10. Resource mobilization for WHO's Health Emergencies Programme (WHE) and work under Billion 2 is an integral part of WHO's resource mobilization strategy to deliver the Thirteenth General Programme of Work, 2019–2025 (GPW 13)
20. WHO's resource mobilization is centralized and managed by the Department of Coordinated Resource Mobilization (CRM) within WHO's External Relations and Governance (EXT) division.

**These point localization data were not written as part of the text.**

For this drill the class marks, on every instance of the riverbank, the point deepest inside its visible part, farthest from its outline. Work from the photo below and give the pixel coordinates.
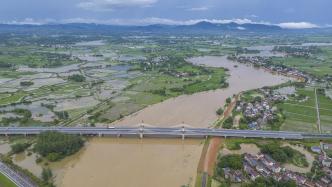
(163, 162)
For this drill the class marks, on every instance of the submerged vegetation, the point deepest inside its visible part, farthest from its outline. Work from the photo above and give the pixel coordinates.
(55, 146)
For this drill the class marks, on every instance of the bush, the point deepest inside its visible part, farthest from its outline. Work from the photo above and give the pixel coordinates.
(26, 83)
(228, 123)
(230, 161)
(55, 145)
(19, 147)
(77, 78)
(220, 111)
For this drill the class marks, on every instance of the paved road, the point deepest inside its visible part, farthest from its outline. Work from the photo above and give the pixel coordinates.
(163, 132)
(317, 111)
(18, 179)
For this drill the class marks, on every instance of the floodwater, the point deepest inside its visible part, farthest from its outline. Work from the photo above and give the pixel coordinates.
(134, 162)
(160, 162)
(198, 110)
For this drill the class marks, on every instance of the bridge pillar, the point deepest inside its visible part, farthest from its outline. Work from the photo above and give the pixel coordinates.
(141, 130)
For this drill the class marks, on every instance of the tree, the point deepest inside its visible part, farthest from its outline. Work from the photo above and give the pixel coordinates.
(26, 83)
(220, 111)
(47, 175)
(56, 145)
(77, 78)
(19, 147)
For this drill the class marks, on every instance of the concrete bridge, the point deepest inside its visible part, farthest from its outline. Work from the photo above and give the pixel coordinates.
(157, 132)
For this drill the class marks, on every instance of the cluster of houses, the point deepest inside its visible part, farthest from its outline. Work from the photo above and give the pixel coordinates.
(325, 162)
(260, 111)
(296, 51)
(263, 165)
(259, 61)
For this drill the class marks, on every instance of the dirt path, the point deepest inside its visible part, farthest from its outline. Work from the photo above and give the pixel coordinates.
(215, 143)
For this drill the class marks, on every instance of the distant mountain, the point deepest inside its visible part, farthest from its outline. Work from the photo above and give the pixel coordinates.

Within CRM, the Engagement for Health Emergencies (EHE) team works with humanitarian partners to raise funding for WHE. EHE works closely with WHE, including with the Office of the Executive Director, the Strategic Planning and Partnerships (SPP) team and other departments and teams.
30. In coordination with WHE's SPP, EHE leads resource mobilization plans, donor engagement and outreach for acute events, emergency operations and core funding.

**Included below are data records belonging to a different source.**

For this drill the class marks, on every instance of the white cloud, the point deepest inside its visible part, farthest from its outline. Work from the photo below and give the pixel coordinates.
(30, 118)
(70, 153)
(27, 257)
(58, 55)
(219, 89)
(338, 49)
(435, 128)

40. CRM, and EHE in particular, mobilizes financial resources in a transparent and coordinated manner for the Programme Budget, including for the budget's core component and the outbreak and crises response (OCR) component.
50. OCR is generally raised against humanitarian appeals under the WHO's Health Emergency Appeal (HEA) umbrella, which aims to protect one billion people from health emergencies. This annual global appeal covers WHO's consolidated funding requirement for the OCR component of the budget as planned for at the beginning of a calendar year to meet emergency and humanitarian health response needs in every region. The HEA is based on an annual bottom-up OCR operational planning process, with periodic updates provided when any significant scale-up is required for an ongoing WHO response or a new acute onset emergency. Throughout any given year, add-on flash appeals are developed for new/acute emergency response operations and hosted on the Health Emergency Appeal landing page.
60. Financial resources for WHE are also raised through the Contingency Fund for Emergencies (CFE), WHE's internal fund, to provide funding to acute events in 24 hours or less when other funding is unavailable. As the CFE, which depends on voluntary contributions from Member States, is to be used for immediate responses, it is not a mechanism to fill funding gaps or sustain protracted responses. CFE allocations to emergencies should be reimbursed to the extent possible by country offices from contributions raised for the response. A donor alert/appeal should be issued, and a resource mobilization effort should be initiated in parallel to or immediately following a request for CFE funding. Activities financed through the CFE must be included in proposals to donors to facilitate reimbursement of the CFE. More information on the CFE can be found on the CFE web page and eManual XVII.3.21 Contingency Fund for Emergencies (CFE).
70. WHO must implement financial contributions per the terms of agreements and proposals. Additionally, donor engagement and resource mobilization efforts must comply with resource mobilization policies, standard operating procedures, and WHO's rules concerning Delegation of Authority. Implementing the funded project presents an opportunity to demonstrate WHO's commitment to results and ability to deliver impact. This enables WHO to draw in new, as well as repeat, contributions, improve the quality of funding and increase the predictability and flexibility of resources.
80. Information about general policies and procedures for mobilizing resources through all stages of the process, from initiating proposals to approving agreements, can be found in WHO eManual IV.1 Mobilizing Resources from Donors.
Standard agreement templates
(Resource management templates can also be found on the Contributor Engagement Management (CEM) system)
90. CRM negotiates standard agreements to ensure maximum management flexibility and minimum reporting requirements and align with WHO policies and procedures. Standard agreements also streamline the clearance process.
Concept note and proposal templates
100. WHO has standard templates for concept notes and emergency funding proposals. A concept note, which briefly summarizes WHO’s emergency operations, health priorities and overall funding requirements in countries, is useful for presenting to donors that express a tentative interest in funding WHO’s emergency work. If donors subsequently confirm their intention to contribute funds, a full proposal is developed that includes a project overview, health needs and WHO’s planned response.